Model 1 looked explicitly at the role of early maternal characteristics, net of controls. Of these measures, only mother’s cognitive ability retained a significant association with the odds of a teen birth, whereas mother’s marital status was marginally significant. Youth whose mothers were married at their birth were only 71% as likely as those who mothers were unmarried to have a nonmarital teen birth. Each 1% increase in mother’s AFQT score was associated with a 1% reduction in the odds of a teen birth.
Model 2 added measures of the adolescent’s family environment. Of these measures, family structure and the quality of the home environment were significantly associated with the odds of a nonmarital teen birth. Interestingly, youth who lived with two biological parents had no lower risk of a teen birth than did youth who lived with a single mother. However, adolescents who lived with a stepparent or had a grandparent in the household were almost half as likely to have a teen birth as were youth who lived with single mothers. Higher HOME-SF scores, reflecting higher levels of parental warmth and involvement, were associated with reduced odds of a teen birth. As expected, the inclusion of these adolescent family measures did, in fact, attenuate the association between early maternal characteristics and the odds of a teen birth.

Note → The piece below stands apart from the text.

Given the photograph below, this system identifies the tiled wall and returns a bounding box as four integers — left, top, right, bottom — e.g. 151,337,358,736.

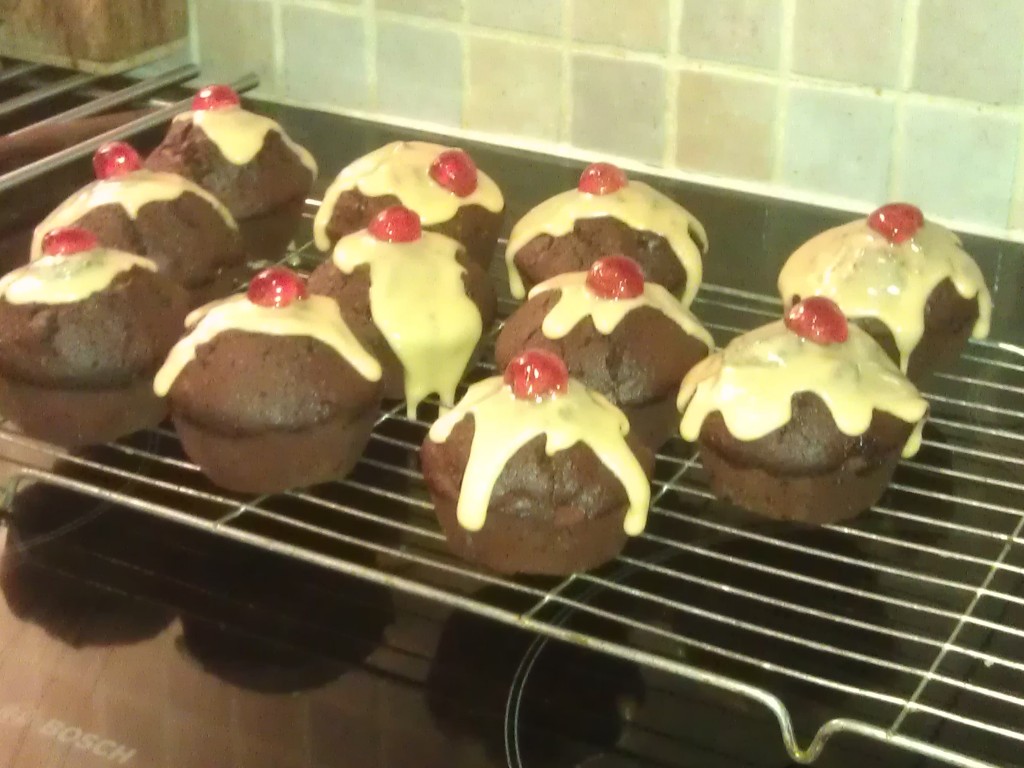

Model 3 added the adolescent’s attitudes and behaviors. Of the seven measures, three were significantly associated with the risk of a nonmarital teen birth. Respondents who used alcohol, but not illegal drugs, had almost 50% greater odds of a nonmarital teen birth than respondents who used no substances. Respondents who agreed that the best age to have children was 25 years or younger had 63% greater odds of a nonmarital teen birth than those who disagreed with this statement. Finally, a higher score on the risky behaviors index was associated with marginally greater odds of a nonmarital teen birth. Again, as expected, including these measures in the model attenuated the association between HOME-SF score and the risk of a teen birth, suggesting that the home environment and parenting quality work, in part, by shaping the attitudes and behavior of youth.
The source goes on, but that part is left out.